(The Center Square) - A new report published by a government transparency coalition in Colorado describes the state's open records law as "unbalanced," saying it negatively impacts those who work for the public good by allowing custodians to impose exorbitant fees to produce public records.
University of Denver law student Justin Twardowski, who compiled the report for the Colorado Freedom of Information Coalition (CFOIC), found that while the Colorado Open Records Act (CORA) doesn't specify fees for records requests, courts have allowed custodians to charge "nominal" fees for research and retrieval, a right Twardowski argues state agencies abuse continuously, resulting in exorbitant fees being charged for simple and narrowly-tailored requests.
In 2014, state lawmakers attempted to reign-in some of the exorbitant fees charged to research and retrieve documents by capping the maximum hourly fee at $30.00 per hour.
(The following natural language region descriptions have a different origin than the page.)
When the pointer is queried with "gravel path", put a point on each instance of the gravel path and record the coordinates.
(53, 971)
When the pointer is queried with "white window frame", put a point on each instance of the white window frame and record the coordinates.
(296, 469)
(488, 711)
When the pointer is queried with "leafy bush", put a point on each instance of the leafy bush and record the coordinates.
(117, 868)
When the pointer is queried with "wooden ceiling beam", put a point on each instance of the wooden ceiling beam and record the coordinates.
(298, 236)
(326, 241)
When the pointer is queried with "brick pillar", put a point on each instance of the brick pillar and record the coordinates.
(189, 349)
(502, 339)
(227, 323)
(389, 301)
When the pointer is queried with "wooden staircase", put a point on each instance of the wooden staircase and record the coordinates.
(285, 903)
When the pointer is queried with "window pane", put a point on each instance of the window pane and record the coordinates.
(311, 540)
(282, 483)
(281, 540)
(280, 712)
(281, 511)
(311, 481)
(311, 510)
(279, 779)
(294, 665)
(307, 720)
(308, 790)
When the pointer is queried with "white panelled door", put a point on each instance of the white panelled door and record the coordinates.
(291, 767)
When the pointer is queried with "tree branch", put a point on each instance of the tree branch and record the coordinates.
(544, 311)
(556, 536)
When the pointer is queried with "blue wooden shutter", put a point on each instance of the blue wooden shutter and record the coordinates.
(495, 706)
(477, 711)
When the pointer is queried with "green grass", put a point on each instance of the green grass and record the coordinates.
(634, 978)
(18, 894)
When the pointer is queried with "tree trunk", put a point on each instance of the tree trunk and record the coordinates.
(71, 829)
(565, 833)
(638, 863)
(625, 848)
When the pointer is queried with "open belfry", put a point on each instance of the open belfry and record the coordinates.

Fees are adjusted each year in conjunction with the inflation rate. The current CORA fee is $33.58 per hour.
However, this didn't stop government agencies from charging the maximum allowable under the law, Twardowski argues. Some examples include the Department of Revenue charging The Denver Post $10,000 for information on state marijuana businesses and History Colorado charging 9News over $2,200 for 120 redacted pages of state archaeological documents.
"Six years later, it is clear that CORA's fee provision can be used to make public records so cost prohibitive they effectively are off limits to the public," Twardowski states.
"CORA's fee provision is unbalanced, negatively affecting those who work for the public good," he concludes in the report.
The report recommends several ways state lawmakers could reform CORA, among them a provision to bar government agencies from charging requesters "for personnel time spent researching and retrieving records," and another that would require agencies to provide requesters with itemized receipts for charges.
Steve Zansberg, a First Amendment lawyer in Denver, described the report as "a clarion call to the General Assembly to restore a proper balance to CORA."
"Mr. Twardowski's thorough report presents compelling proof that Colorado open records law, as currently configured, allows custodians to impose unreasonable fees that thwart the public's right to access their records," Zansberg said.